Nvidia did not immediately respond to a request for comment.
The chipmaker is already facing the wrath of many disgruntled prospective buyers on Twitter, with scores of users replying to its celebratory “all sold out” tweet this morning with stories of frustration and even the beginnings of conspiratorial accusations the company faked the launch and didn’t sell anything at all.
“What’s the point of the whole ‘Notify Me’ emails if they didn’t go out with a time for us to buy them or some system to purchase them that isn’t easily targeted by bots?” reads one of the most liked replies to Nvidia’s tweet. “One second it was Notify Me and then Out of Stock the next. Why wouldn’t you do more to stop scalpers?”
Many shared in the frustration of trying and failing to secure an order even after waiting for hours and doing everything as Nvidia instructed.
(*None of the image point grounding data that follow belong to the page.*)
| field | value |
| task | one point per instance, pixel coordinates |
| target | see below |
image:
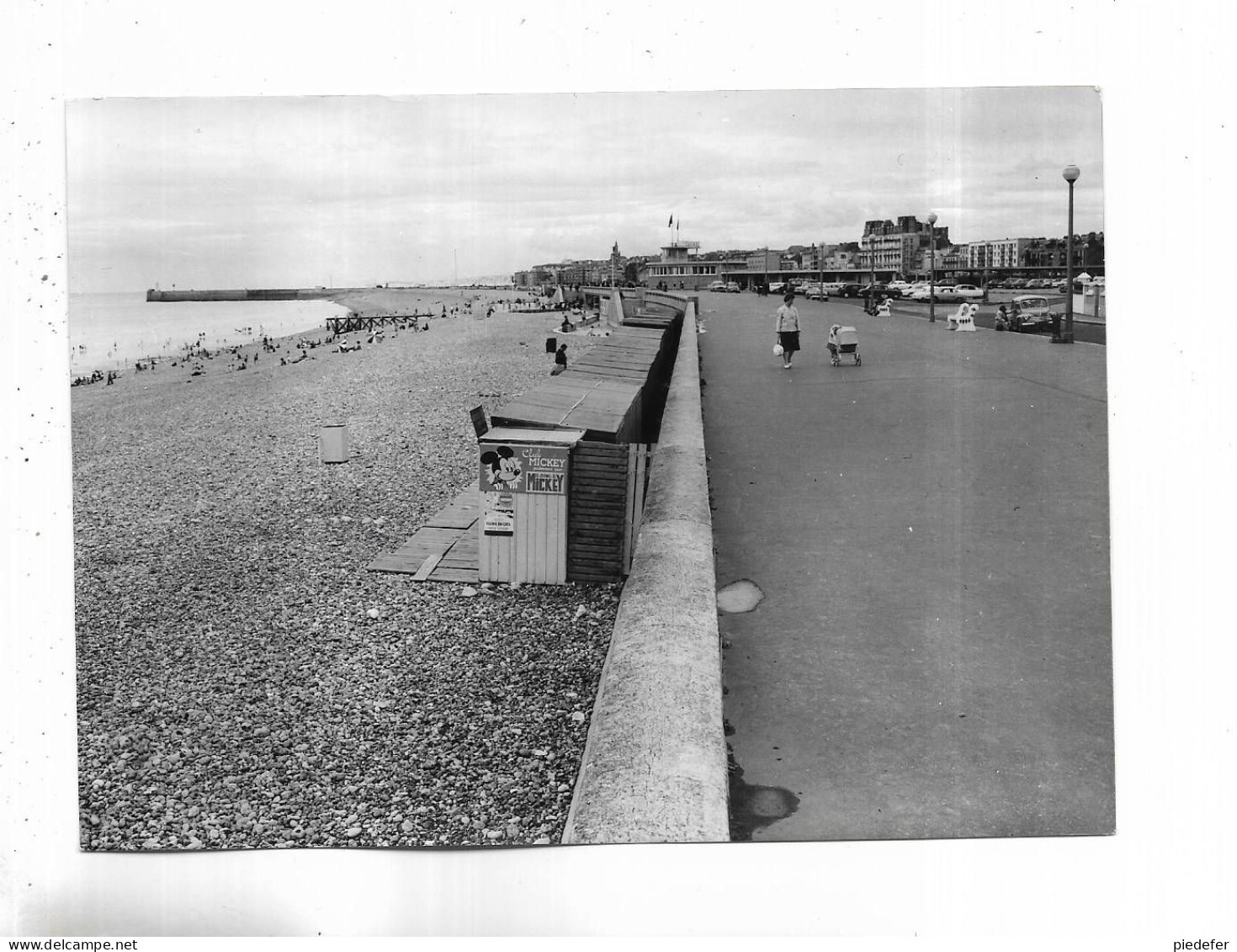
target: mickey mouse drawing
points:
(504, 467)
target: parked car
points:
(944, 294)
(879, 289)
(813, 291)
(1033, 313)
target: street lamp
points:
(871, 259)
(1070, 173)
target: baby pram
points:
(842, 341)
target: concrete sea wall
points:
(655, 764)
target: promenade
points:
(932, 657)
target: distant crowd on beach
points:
(195, 357)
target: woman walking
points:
(787, 329)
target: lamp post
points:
(1070, 173)
(871, 260)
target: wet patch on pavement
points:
(753, 807)
(741, 596)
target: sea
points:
(114, 331)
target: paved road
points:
(931, 531)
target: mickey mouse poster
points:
(500, 468)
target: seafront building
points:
(889, 249)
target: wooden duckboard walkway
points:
(443, 550)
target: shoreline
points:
(387, 301)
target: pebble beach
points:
(242, 681)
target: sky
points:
(354, 191)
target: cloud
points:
(278, 191)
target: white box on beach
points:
(333, 444)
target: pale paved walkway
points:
(933, 655)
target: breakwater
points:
(257, 294)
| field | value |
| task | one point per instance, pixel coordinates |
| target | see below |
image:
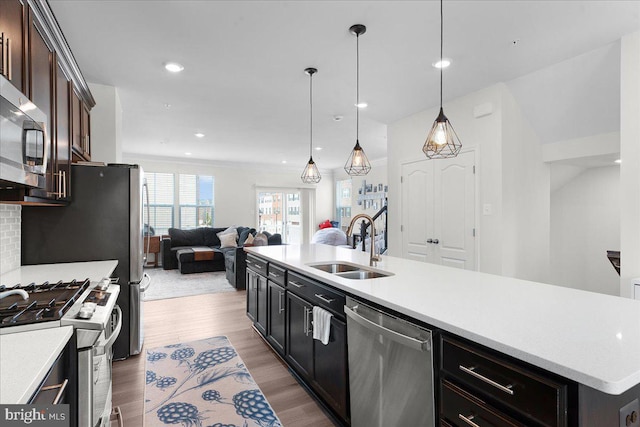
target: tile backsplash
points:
(10, 217)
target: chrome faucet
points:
(20, 292)
(373, 258)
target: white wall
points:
(585, 223)
(405, 140)
(630, 166)
(106, 124)
(235, 187)
(10, 238)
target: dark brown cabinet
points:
(41, 86)
(299, 335)
(277, 317)
(80, 129)
(475, 381)
(12, 41)
(62, 160)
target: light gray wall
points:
(585, 223)
(10, 238)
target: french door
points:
(280, 211)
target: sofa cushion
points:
(228, 240)
(193, 237)
(211, 236)
(244, 234)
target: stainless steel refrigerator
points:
(103, 221)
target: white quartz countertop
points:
(590, 338)
(25, 360)
(92, 270)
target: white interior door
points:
(417, 208)
(454, 211)
(438, 211)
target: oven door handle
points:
(102, 349)
(144, 288)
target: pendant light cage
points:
(357, 163)
(442, 141)
(311, 174)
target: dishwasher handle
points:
(388, 333)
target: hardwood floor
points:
(192, 318)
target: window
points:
(279, 212)
(343, 202)
(195, 201)
(182, 199)
(161, 190)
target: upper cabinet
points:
(12, 39)
(37, 60)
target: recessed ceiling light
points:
(442, 64)
(174, 67)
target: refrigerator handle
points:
(144, 288)
(146, 251)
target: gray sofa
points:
(199, 250)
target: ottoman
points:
(199, 259)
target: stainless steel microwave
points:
(24, 142)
This afternoon, Nvidia finally responded to the situation with an acknowledgment that the early sale at 9AM ET today was plagued by bots and scalpers, with the company posting a statement to its website that was then reposted to the official RTX 3080 launch day Reddit thread on r/nvidia. An Nvidia spokesperson also shared the statement with The Verge.
Here it is in full:
This morning we saw unprecedented demand for the GeForce RTX 3080 at global retailers, including the NVIDIA online store. At 6 a.m. pacific we attempted to push the NVIDIA store live. Despite preparation, the NVIDIA store was inundated with traffic and encountered an error. We were able to resolve the issues and sales began registering normally.
To stop bots and scalpers on the NVIDIA store, we’re doing everything humanly possible, including manually reviewing orders, to get these cards in the hands of legitimate customers.
Over 50 major global retailers had inventory at 6 a.m. pacific. Our NVIDIA team and partners are shipping more RTX 3080 cards every day to retailers.
We apologize to our customers for this morning’s experience.
While companies like Apple, Samsung, and others in the consumer electronics business seem to have gotten a handle on product launches of even the most sought-after gadgets like new flagship smartphones, gaming companies appear far behind in helping set consumers’ expectations and giving fans clear and concise ways to secure preorders and final purchases of supply-constrained gadgets.
Microsoft is up next with preorders for the Xbox Series X and Xbox Series S next week, and the company just released the supported retailers and times, with the doors opening at 11AM ET on September 22nd. But we’ll have to see if the Windows maker and its retail partners are better prepared than the competition when it comes time to actually put those pages live and let Xbox fans follow through and snag a preorder. Let’s hope it’s nowhere near as messy.
Update September 17th, 8:46PM ET: Added that Nvidia shared its statement about the situation with The Verge.